Madonna, divorce, le pouvoir d’achat est en berne, toujours personne pour revendiquer la paternité de l’enfant de Rachida DATI ou acheter l’album de Carla BRUNI et les bourses chutent dans les abîmes. Ami lecteur, c’est la Crise ! Je m’attends chaque matin à découvrir sous les ponts, des traders miséreux, Weston trouées aux pieds et cravates Dior élimées au cou s’étripant comme dans une OPA hostile pour la meilleure place, celle derrière le pilier à l’abri du vent.

Dans cette morosité ambiante, le monde vidéoludique s’était donné rendez-vous au Japon, pour le TGS, le Tokyo Game Show. Et j’avais prévu le coup cette fois-ci ! Tout en circonlocutions policées, en rondeurs caressantes et diversions courtoises, j’avais échangé avec H.S. notre bien-aimé rédacteur en chef, force formules de politesses et autres giligilis de convenance afin d’obtenir une rallonge de mots pour cet édito. Je me disais alors benoîtement : avec toutes les nouveautés et bonnes surprises du Tokyo Game Show, je n’aurai pas assez d’un édito classique ! Quel grand naïf je fus ! Tel le trader égaré, sans le sous, affrontant les vents froids d’hiver se laissant séduire par une chaleur diabolique vinassée "carré de vignes", entraîné de force dans un rêve d’ivresse où de merveilleux mannequins exaucent ses moindres désirs, j’ai rêvé de hits, de nouveautés originales, et autres chocs vidéoludiques,... et comme le trader se réveillant dans les bras d’Helmut, un collègue de la Bourse de Francfort à l’haleine d’écureuil mort, mon réveil fut difficile.

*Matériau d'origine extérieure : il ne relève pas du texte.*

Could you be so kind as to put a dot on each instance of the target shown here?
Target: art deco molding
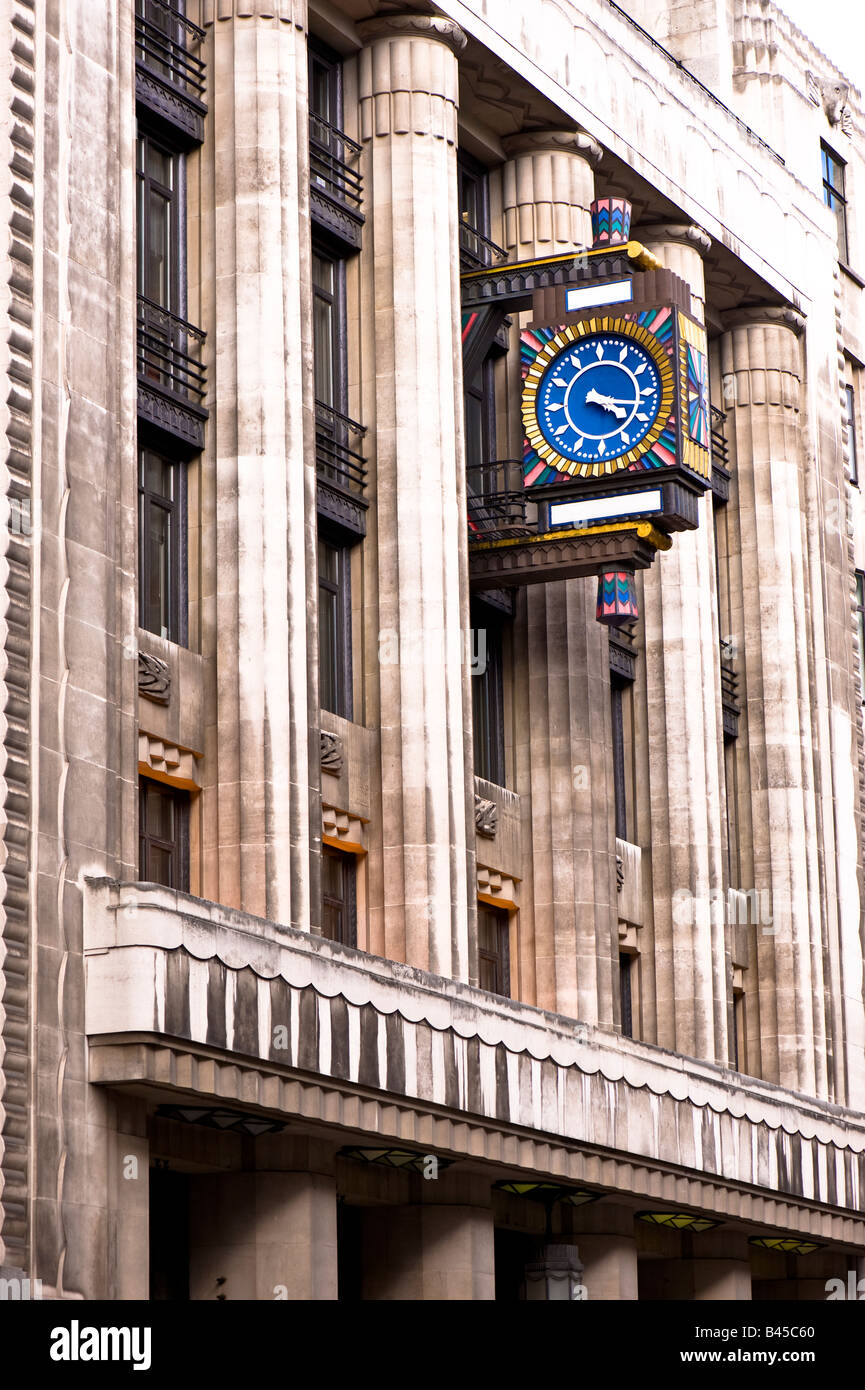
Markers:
(497, 888)
(687, 234)
(166, 762)
(153, 679)
(413, 27)
(559, 142)
(333, 754)
(342, 830)
(289, 11)
(486, 818)
(778, 314)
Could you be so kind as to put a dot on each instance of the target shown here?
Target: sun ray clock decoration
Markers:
(615, 417)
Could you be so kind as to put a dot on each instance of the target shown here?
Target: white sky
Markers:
(837, 27)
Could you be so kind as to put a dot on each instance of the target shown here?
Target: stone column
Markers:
(266, 1235)
(761, 362)
(684, 749)
(260, 453)
(438, 1250)
(417, 680)
(563, 763)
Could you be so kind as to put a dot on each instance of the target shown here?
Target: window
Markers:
(487, 695)
(623, 755)
(835, 195)
(159, 236)
(626, 965)
(851, 432)
(163, 834)
(338, 897)
(494, 950)
(334, 628)
(159, 545)
(861, 626)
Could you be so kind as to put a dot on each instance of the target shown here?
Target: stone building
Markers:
(377, 923)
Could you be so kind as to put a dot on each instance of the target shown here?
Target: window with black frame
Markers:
(835, 195)
(163, 834)
(160, 496)
(488, 694)
(494, 950)
(334, 627)
(338, 897)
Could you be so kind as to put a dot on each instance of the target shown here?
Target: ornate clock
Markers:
(597, 399)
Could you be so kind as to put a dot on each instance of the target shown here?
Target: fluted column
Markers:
(417, 684)
(562, 662)
(684, 748)
(259, 476)
(761, 362)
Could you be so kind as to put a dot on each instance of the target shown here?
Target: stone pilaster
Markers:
(417, 683)
(563, 763)
(259, 476)
(787, 1030)
(686, 976)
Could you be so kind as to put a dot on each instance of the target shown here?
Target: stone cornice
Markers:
(413, 27)
(686, 234)
(561, 142)
(778, 316)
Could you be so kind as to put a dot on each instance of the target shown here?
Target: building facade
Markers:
(377, 923)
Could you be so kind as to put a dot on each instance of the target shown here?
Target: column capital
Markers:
(413, 27)
(778, 316)
(289, 11)
(566, 142)
(684, 234)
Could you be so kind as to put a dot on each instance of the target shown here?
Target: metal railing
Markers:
(721, 453)
(337, 462)
(331, 154)
(162, 38)
(476, 250)
(498, 505)
(168, 352)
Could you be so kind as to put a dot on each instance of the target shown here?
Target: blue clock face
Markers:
(598, 398)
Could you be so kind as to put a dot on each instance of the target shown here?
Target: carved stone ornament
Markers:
(153, 679)
(331, 752)
(486, 818)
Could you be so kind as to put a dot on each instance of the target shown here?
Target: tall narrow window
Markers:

Car il faut se rendre à l’évidence, tout ne fut presque que licences et suites convenues ou comment faire des jeux quand on n’a plus d’idées : Resident Evil 5, Dragon Quest IX, Yakuza 3, Sonic World Adventures, Tekken 6 pour les meilleurs d’entres elles et l’exclusivité Xbox360, Star Ocean 4 qui prouve après Infinite Undiscovery que SQUARE-ENIX a du mal à proposer un RPG digne des consoles nouvelle génération. Et quand ce ne fut pas des suites, ce furent des reprises ou comment faire du fric avec du vieux déjà dérivé sur d’autres supports : Chrono Trigger, Valkyrie Profile sur DS, la prochaine étape sera leur portage sur téléphone portable avec la fonctionnalité "sauvegarde automatique dès passage en mode téléphone". Pas de quoi sabrer le champagne ou alors le champagne Kirghize périmé, récupéré dans les anciens économats de l’Armée Rouge !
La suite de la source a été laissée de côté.